Apply ice for 10–15 minutes every 2–3 hours, take NSAIDs as directed (no longer than 3–5 days), and skip running until you're pain-free for 48 hours; if pain sticks around beyond a week, see a physical therapist.
Is it OK to run with hip pain?
Generally no—if the pain won’t quit at rest or messes with daily life, stay off your feet.
Pain that ramps up during or after runs usually means you’re overdoing it, inflamed, or dealing with a stress reaction. Sharp pain deep inside the hip or when you hit pavement hard could point to a stress fracture—keep running and you’ll only make it worse. According to the National Institutes of Health, get imaging if the pain lingers after 1–2 weeks of rest.
How do you stretch your hips for running?
Try seated figure-4 and kneeling hip flexor stretches, holding each for 20–30 seconds per side.
Sit tall with both knees bent, cross your left ankle over your right knee, then lean forward gently until you feel the pull in your left glute and hip. Switch sides. For the hip flexor stretch, kneel on one knee, step the other foot forward, tuck your pelvis, and lean in. Do 2–3 rounds per side before and after every run.
How do I strengthen my hips for running?
Add clamshells, side-lying leg lifts, donkey kicks, and single-leg squats 2–3 times per week.
A smart program that beefs up your gluteus medius, gluteus maximus, and hip abductors can slash your injury odds. Start with 2 sets of 12–15 reps per move and build up as you get stronger. The Hospital for Special Surgery swears by these moves for runners, especially if hip pain has paid you a visit before.
Does running damage hips?
Healthy hips can handle running for years, but bad form or preexisting issues can speed up wear.
Every step you take while running jacks up joint force to 3–6 times your body weight. For most folks that’s fine, but pile on too many miles, slouch through your stride, or ignore muscle imbalances and you might face early osteoarthritis down the road. A Mayo Clinic review flat-out says running doesn’t speed up hip arthritis in healthy joints.
How can I loosen my hips before running?
Spend 5–8 minutes on dynamic hip circles, leg swings, and walking lunges with torso twists.
These warm-ups pump up blood flow and synovial fluid without yanking on cold, stiff tissues.
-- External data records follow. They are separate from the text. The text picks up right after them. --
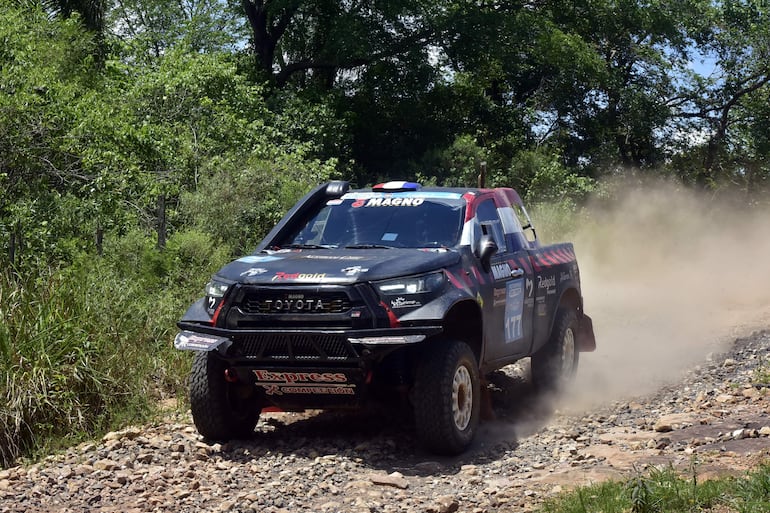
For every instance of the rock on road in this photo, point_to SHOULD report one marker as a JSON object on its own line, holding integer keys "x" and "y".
{"x": 717, "y": 417}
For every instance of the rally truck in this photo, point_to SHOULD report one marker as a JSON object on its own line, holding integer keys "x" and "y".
{"x": 394, "y": 289}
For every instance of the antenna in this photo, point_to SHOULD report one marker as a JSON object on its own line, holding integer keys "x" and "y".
{"x": 482, "y": 174}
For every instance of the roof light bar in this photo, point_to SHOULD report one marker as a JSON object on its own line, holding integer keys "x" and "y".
{"x": 396, "y": 187}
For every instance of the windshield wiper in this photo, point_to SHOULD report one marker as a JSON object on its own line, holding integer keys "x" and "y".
{"x": 368, "y": 246}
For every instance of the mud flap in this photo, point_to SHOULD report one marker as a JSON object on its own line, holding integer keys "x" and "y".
{"x": 586, "y": 341}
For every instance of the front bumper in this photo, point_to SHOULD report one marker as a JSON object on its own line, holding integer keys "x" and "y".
{"x": 300, "y": 369}
{"x": 300, "y": 347}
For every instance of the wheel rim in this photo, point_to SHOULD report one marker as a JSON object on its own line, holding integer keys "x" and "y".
{"x": 568, "y": 353}
{"x": 462, "y": 397}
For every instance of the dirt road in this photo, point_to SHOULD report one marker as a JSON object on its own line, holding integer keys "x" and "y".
{"x": 715, "y": 419}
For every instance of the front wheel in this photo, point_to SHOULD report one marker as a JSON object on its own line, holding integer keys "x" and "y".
{"x": 221, "y": 410}
{"x": 447, "y": 397}
{"x": 554, "y": 365}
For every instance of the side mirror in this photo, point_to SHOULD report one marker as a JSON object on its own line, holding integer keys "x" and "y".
{"x": 487, "y": 248}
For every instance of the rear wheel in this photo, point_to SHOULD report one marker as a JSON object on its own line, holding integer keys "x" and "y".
{"x": 554, "y": 365}
{"x": 221, "y": 410}
{"x": 447, "y": 398}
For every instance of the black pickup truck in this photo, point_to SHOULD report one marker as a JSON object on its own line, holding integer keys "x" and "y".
{"x": 355, "y": 293}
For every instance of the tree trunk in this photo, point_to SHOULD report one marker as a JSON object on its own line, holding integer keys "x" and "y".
{"x": 161, "y": 222}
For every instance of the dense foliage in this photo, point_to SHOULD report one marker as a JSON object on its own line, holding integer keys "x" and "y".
{"x": 144, "y": 143}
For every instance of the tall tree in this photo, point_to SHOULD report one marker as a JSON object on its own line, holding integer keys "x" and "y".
{"x": 728, "y": 105}
{"x": 324, "y": 37}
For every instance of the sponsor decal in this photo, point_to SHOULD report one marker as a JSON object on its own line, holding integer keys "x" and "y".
{"x": 402, "y": 302}
{"x": 314, "y": 383}
{"x": 254, "y": 271}
{"x": 501, "y": 271}
{"x": 354, "y": 270}
{"x": 499, "y": 297}
{"x": 548, "y": 283}
{"x": 254, "y": 259}
{"x": 333, "y": 257}
{"x": 514, "y": 308}
{"x": 388, "y": 202}
{"x": 187, "y": 340}
{"x": 282, "y": 276}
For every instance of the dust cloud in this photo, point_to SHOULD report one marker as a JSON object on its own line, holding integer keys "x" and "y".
{"x": 669, "y": 276}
Skip the static stretches pre-run; go for mobility drills that mimic the motion you’re about to do. The American College of Sports Medicine pushes dynamic warm-ups to cut injury risk.
Why does running make my hips hurt?
Running often flares hip pain when mobility drops or nearby muscles pick up the slack.
Tight hip flexors, lazy glutes, or a weak core force other parts of your body to work overtime, jacking up joint load. A 2019 study in the British Journal of Sports Medicine found that runners with limited hip internal rotation tend to report more hip and groin pain.
Do runners have tight hips?
Yep—most runners end up with rock-hard hip flexors and adductors thanks to the same stride over and over.
Sitting all day shortens your iliopsoas and tensor fasciae latae, making matters worse. Yoga or a dedicated hip-mobility routine—think pigeon pose or couch stretch—can help you regain lost range. The Running Physio says nipping this in the bud keeps compensation injuries at bay.
Should I run if my hip flexor hurts?
No—wait until walking and daily tasks feel pain-free before lacing up again.
Pain in the front of the hip or groin during or after runs screams strain. Take 7–14 days off, ice the area, and ease back in only if the ache is gone. The American Academy of Orthopaedic Surgeons says don’t return to sports until you’re pain-free in every movement.
Why do hip flexors hurt after running?
Post-run hip flexor pain usually comes from your muscles getting overloaded or your foot slipping on uneven ground.
Overstriding or poor foot placement can bully your iliopsoas and rectus femoris. Strengthen your core and glutes to ease the load on those hip flexors. If the pain sticks around, get it checked—could be tendinopathy.
How do you unlock your hips?
Roll out your TFL/IT band for 60–90 seconds per side, then move into dynamic hip CARs and deep glute/piriformis stretches.
After foam rolling, trace controlled hip circles in every direction. Hold each stretch for 30–45 seconds and repeat twice or three times per side. Mobility gains take weeks, not days—stay consistent.